JVM performance optimization, Part 2: Compilers

Use the right Java compiler for your Java application

Java compilers take center stage in this second article in the JVM performance optimization series. Eva Andreasson introduces the different breeds of compiler and compares performance results from client, server, and tiered compilation. She concludes with an overview of common JVM optimizations such as dead-code elimination, inlining, and loop optimization.

A Java compiler is the source of Java's famous platform independence. A software developer writes the best Java application that he or she can, and then the compiler works behind the scenes to produce efficient and well-performing execution code for the intended target platform. Different kinds of compilers meet various application needs, thus yielding specific desired performance results. The more that you understand about compilers, in terms of how they work and what kinds are available, the more you'll be able to optimize Java application performance.

This second article in the JVM performance optimization series highlights and explains the differences between various Java virtual machine compilers. I'll also discuss some common optimizations used by Just-In-Time (JIT) compilers for Java. (See "JVM performance optimization, Part 1" for a JVM overview and introduction to the series.)

What is a compiler?

Simply speaking a compiler takes a programming language as an input and produces an executable language as an output. One commonly known compiler is javac, which is included in all standard Java development kits (JDKs). javac takes Java code as input and translates it into bytecode -- the executable language for a JVM. The bytecode is stored into .class files that are loaded into the Java runtime when the Java process is started.

Bytecode can't be read by standard CPUs and needs to be translated into an instruction language that the underlying execution platform can understand. The component in the JVM that is responsible for translating bytecode to executable platform instructions is yet another compiler. Some JVM compilers handle several levels of translation; for instance, a compiler might create various levels of intermediate representation of the bytecode before it turns into actual machine instructions, the final step of translation.

Bytecode and the JVM

If you want to learn more about bytecode and the JVM, see "Bytecode basics" (Bill Venners, JavaWorld).

From a platform-agnostic perspective we want to keep code platform-independent as far as possible, so that the last translation level -- from the lowest representation to actual machine code -- is the step that locks the execution to a specific platform's processor architecture. The highest level of separation is between static and dynamic compilers. From there, we have options depending on what execution environment we're targeting, what performance results we desire, and what resource restrictions we need to meet. I briefly discussed static and dynamic compilers in Part 1 of this series. In the following sections I'll explain a bit more.

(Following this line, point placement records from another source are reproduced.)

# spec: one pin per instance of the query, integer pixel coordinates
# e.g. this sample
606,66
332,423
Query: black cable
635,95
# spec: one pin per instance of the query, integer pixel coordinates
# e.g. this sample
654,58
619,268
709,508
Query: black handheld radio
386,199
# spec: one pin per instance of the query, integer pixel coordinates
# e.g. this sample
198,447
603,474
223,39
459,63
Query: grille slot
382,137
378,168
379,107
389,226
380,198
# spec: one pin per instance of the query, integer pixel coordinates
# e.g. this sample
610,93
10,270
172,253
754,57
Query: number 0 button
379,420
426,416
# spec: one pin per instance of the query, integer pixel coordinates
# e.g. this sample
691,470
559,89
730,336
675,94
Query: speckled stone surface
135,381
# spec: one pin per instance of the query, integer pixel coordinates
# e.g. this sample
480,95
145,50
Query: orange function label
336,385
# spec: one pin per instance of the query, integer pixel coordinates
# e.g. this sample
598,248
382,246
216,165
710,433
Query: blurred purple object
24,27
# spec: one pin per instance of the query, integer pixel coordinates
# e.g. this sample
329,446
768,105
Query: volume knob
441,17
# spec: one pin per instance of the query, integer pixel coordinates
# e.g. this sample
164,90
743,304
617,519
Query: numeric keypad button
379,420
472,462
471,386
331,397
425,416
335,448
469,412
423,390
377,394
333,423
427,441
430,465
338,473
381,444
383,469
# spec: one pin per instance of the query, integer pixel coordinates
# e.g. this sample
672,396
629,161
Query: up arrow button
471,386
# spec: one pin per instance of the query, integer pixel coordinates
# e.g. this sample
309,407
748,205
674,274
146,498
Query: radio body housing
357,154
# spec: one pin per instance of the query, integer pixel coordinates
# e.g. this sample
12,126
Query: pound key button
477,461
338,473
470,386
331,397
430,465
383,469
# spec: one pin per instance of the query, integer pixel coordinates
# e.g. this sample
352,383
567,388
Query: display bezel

Static vs dynamic compilation

An example of a static compiler is the previously mentioned javac. With static compilers the input code is interpreted once and the output executable is in the form that will be used when the program is executed. Unless you make changes to your original source and recompile the code (using the compiler), the output will always result in the same outcome; this is because the input is a static input and the compiler is a static compiler.

In a static compilation, the following Java code

static int add7( int x ) {
      return x+7;
}

would result in something similar to this bytecode:

iload0
 bipush 7
 iadd
 ireturn

A dynamic compiler translates from one language to another dynamically, meaning that it happens as the code is executed -- during runtime! Dynamic compilation and optimization give runtimes the advantage of being able to adapt to changes in application load. Dynamic compilers are very well suited to Java runtimes, which commonly execute in unpredictable and ever-changing environments. Most JVMs use a dynamic compiler such as a Just-In-Time (JIT) compiler. The catch is that dynamic compilers and code optimization sometimes need extra data structures, thread, and CPU resources. The more advanced the optimization or bytecode-context analyzing, the more resources are consumed by compilation. In most environments the overhead is still very small compared to the significant performance gain of the output code.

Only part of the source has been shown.